Say we have a sphere with 10% of it's surface area painted in blue and the remaining 90% red. We want to show that, no matter how the sphere is painted, we can always inscribe a cube inside such that it's 8 corners (vertices) are all touching red.

Formalizing this in terms of probabilities, we operate over the space $\Omega$ of all possible sphere paintings.

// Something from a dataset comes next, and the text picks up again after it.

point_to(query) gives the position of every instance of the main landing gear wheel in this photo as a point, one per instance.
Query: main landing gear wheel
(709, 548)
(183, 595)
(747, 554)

We know that if we randomly placed a vertex $i$, the chance of it being red is $\mathbb{P}(R_i) = 0.9$ and similarly $\mathbb{P}(B_i) = 0.1$. Thus we can state our problem as: $$ \begin{align} \mathbb{P}\left(\bigcap^8_{i=1} R_i \right) &= 1 - \mathbb{P}\left(\bigcup^8_{i=1} B_i \right) \\ &\geq 1- \sum_{i=1}^8 \mathbb{P}(B_i) \\ &= 1 - 8 \cdot 0.1 \\ &= 0.2 \\ &\neq 0 \iff \bigcap^8_{i=1} R_i \in \Omega \end{align} $$ In other words, we showed that some event (with the property of having all 8 vertices be red) is non-zero. This works because to show that some specific element $\omega \in \Omega$, it is sufficient to show that there exists a probability distribution $p$ over $\Omega$ where $p(\omega) > 0$. This follows from the fact that if $\omega \not\in \Omega$ then $p(\omega) = p(\varnothing) = 0$. This proof technique is called The Probabilistic Method and is notably non-constructive: given the sphere's blue coloring, it does not show how to orient a cube, rather, it shows that there exists some orientation regardless of the exact blue locations (as opposed to a constructive proof, i.e. this hat puzzle where events 10 events of 10% likelihood are constructed in such a way to ensure mutually exclusivity, implying a zero chance of all events not occurring. .)

Talking around, Aidan (cowboy hat) came up with another proof. Essentially, each of the eight points correspond to an octant with $100/8 = 12.5\%$ surface area. And as any $c\%$ is painted in any single octant, the other seven will be similarly constrained: there will be a corresponding $c\%$ 'implicitly painted' in all others such that placing a vertex in this area will result in at least one other vertex to be blue. Thus we can view the problem as an issue of covering an octant's $12.5\%$ surface area given $10\%$ blue -- impossible! The proof is a tad handwavy, but gives a sense of how we could collapse the octants to reveal the (minimally $2.5\%$) remaining red area and thus construct a valid orientation.